Lgl antagonizes Par complex membrane association to enable neural stem cell asymmetric division

The Par complex regulates cell polarity in diverse animal cells, but how it is restricted to a specific membrane domain remains unclear. The tumor suppressor Lethal giant larvae (Lgl) is thought to inhibit Par complex membrane binding, yet in metaphase Drosophila neural stem cells (NSCs), Lgl is cytoplasmic while the Par complex is apically polarized, raising the question of how Lgl controls Par localization when it is not on the membrane.

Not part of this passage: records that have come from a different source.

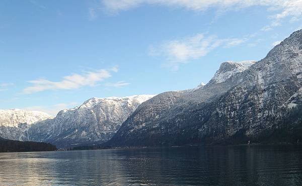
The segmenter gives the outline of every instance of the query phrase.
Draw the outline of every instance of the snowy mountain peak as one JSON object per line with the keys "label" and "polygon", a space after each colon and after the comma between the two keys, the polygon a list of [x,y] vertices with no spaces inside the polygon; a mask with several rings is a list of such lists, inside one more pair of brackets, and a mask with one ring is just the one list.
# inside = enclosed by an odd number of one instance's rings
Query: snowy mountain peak
{"label": "snowy mountain peak", "polygon": [[252,60],[224,62],[221,63],[219,69],[216,72],[209,83],[214,84],[224,82],[233,75],[247,69],[256,62],[256,61]]}
{"label": "snowy mountain peak", "polygon": [[141,103],[154,96],[92,98],[79,107],[60,111],[52,120],[31,126],[30,139],[58,146],[106,141]]}
{"label": "snowy mountain peak", "polygon": [[51,119],[48,114],[39,111],[20,109],[0,110],[0,126],[17,127],[21,123],[31,125],[37,122]]}
{"label": "snowy mountain peak", "polygon": [[121,103],[122,103],[125,104],[126,103],[136,102],[138,102],[139,104],[141,104],[143,102],[144,102],[147,100],[154,97],[155,96],[155,95],[135,95],[126,97],[111,97],[103,98],[94,97],[86,101],[83,104],[80,106],[80,107],[93,106],[95,104],[99,104],[101,102],[106,103],[117,102]]}

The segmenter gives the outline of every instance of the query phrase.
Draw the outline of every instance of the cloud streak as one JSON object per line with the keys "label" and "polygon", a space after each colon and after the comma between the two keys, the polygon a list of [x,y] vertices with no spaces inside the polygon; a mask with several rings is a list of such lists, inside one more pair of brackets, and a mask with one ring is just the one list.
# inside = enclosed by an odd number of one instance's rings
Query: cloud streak
{"label": "cloud streak", "polygon": [[130,84],[129,82],[127,82],[125,81],[120,81],[114,83],[107,83],[105,84],[106,86],[114,87],[116,88],[120,88],[122,86],[126,86]]}
{"label": "cloud streak", "polygon": [[164,66],[177,70],[180,64],[204,56],[217,47],[231,48],[245,42],[247,39],[219,39],[215,35],[198,34],[179,40],[167,41],[158,47],[150,47],[149,53],[164,56],[167,62]]}
{"label": "cloud streak", "polygon": [[47,90],[72,89],[85,86],[94,86],[96,83],[111,77],[111,71],[117,71],[115,68],[110,70],[99,69],[95,71],[86,72],[83,74],[73,74],[63,77],[59,81],[46,79],[29,81],[32,85],[23,89],[23,92],[30,94]]}
{"label": "cloud streak", "polygon": [[[273,21],[262,29],[264,31],[280,25],[280,21],[285,18],[291,17],[290,21],[293,22],[299,20],[302,16],[301,0],[103,0],[102,2],[102,7],[113,15],[142,5],[177,7],[196,12],[215,8],[218,13],[254,6],[266,7],[268,11],[272,12],[269,18]],[[94,17],[95,14],[93,16]]]}

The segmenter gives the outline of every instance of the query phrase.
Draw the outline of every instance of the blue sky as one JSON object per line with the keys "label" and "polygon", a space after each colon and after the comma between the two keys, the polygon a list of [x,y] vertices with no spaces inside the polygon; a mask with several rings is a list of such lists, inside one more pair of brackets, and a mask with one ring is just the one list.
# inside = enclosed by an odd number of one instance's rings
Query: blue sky
{"label": "blue sky", "polygon": [[302,28],[302,1],[0,1],[0,109],[55,115],[92,97],[206,83]]}

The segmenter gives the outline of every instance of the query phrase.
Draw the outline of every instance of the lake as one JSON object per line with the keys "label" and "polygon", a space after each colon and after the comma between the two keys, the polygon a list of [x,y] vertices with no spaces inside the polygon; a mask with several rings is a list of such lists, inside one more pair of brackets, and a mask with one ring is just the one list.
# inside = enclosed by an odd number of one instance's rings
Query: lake
{"label": "lake", "polygon": [[0,153],[0,185],[301,185],[302,145]]}

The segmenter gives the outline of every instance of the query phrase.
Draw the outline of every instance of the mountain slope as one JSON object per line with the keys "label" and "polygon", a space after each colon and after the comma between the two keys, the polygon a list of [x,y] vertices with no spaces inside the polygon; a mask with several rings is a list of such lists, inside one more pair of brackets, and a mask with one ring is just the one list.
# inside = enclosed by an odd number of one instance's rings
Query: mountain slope
{"label": "mountain slope", "polygon": [[42,112],[0,110],[0,136],[12,140],[28,140],[26,131],[31,125],[51,118]]}
{"label": "mountain slope", "polygon": [[249,67],[230,63],[193,92],[166,92],[145,102],[106,144],[245,143],[274,130],[288,108],[302,104],[302,30]]}
{"label": "mountain slope", "polygon": [[28,131],[30,140],[62,147],[106,141],[142,103],[153,96],[92,98],[80,107],[59,112],[53,119],[33,125]]}

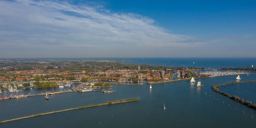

Using live imaging, we found that Lgl and atypical Protein Kinase C (aPKC) exhibit tightly coordinated, opposing membrane dynamics: aPKC displaces Lgl at mitotic entry, while Lgl displaces aPKC at mitotic exit. In Lgl-depleted NSCs, aPKC is not fully cleared from the membrane after mitosis, and this residual aPKC persists into the subsequent division, disrupting Miranda polarization. Apical aPKC recruitment still occurs, indicating that Lgl is not required for Par polarization per se but for ensuring aPKC absence from the basal membrane before mitosis. These findings reveal a temporal mode of mutual antagonism between Lgl and the Par complex that may license proper asymmetric division.